U.S. Attorney General Eric Holder bestowed the Award for Distinguished Service – the department’s second-highest honor for employee performance – on Assistant U.S. Attorneys David Shelledy, chief of the Sacramento office’s civil division, and Kelli Taylor and Colleen Kennedy, who work in the civil division; as well as Richard Elias, former assistant U.S. attorney in the civil division who is now in private practice in St. Louis.
The four were cited for their work, under the guidance of Shelledy and U.S. Attorney Benjamin Wagner, “that led to an unprecedented civil settlement with JPMorgan Chase,” the nation’s largest bank.

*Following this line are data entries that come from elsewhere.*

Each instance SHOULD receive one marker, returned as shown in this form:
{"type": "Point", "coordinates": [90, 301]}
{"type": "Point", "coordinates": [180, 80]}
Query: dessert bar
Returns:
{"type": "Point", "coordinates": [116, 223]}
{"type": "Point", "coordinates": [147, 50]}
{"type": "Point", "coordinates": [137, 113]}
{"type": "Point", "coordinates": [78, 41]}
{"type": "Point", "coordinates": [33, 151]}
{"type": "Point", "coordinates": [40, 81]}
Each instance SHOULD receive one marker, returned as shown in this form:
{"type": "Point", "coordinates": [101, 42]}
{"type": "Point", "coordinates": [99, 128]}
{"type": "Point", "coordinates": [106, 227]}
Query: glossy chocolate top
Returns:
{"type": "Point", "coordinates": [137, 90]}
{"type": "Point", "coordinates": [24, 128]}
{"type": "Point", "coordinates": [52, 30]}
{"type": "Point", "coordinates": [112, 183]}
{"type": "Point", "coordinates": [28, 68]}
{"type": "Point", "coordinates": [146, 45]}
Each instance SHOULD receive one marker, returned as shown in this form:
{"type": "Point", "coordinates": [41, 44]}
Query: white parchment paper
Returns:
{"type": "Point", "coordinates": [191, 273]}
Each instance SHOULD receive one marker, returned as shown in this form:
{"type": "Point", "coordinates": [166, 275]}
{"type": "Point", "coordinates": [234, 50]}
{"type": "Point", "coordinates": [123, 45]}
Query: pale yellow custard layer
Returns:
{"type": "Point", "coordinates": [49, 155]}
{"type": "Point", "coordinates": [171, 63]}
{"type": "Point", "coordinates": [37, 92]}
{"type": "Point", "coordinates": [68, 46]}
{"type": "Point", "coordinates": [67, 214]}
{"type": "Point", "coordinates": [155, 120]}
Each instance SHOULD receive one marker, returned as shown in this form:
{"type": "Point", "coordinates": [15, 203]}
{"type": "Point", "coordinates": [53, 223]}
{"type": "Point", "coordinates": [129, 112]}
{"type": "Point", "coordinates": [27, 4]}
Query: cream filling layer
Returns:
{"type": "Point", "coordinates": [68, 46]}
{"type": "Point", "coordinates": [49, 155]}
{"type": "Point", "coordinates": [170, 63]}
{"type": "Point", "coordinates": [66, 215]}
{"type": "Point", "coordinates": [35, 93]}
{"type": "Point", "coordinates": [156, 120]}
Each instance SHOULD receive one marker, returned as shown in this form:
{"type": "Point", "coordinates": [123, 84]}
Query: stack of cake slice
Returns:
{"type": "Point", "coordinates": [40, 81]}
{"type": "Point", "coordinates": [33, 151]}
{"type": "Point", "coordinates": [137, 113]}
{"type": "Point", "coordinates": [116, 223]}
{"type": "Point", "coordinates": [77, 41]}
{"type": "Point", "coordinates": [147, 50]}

“The settlement negotiations and the (underlying) fraud investigations they undertook led to what was the largest settlement with a single entity in American history – $13 billion – and the largest … penalty ever recovered by the department – $2 billion” under the Financial Institutions Reform, Recovery, and Enforcement Act of 1989. The measure was enacted in response to the savings and loan crisis of the 1980s.
All the while, the citation says, JPMorgan was “misrepresenting to investors the (high) quality of the loans … and the (low) risk of loss.” The efforts of the four award recipients held “wrongdoers accountable for reckless and abusive conduct that contributed to the financial crisis,” the citation says.
Wagner said Wednesday the four attorneys “exemplify what it truly means to be a public servant.”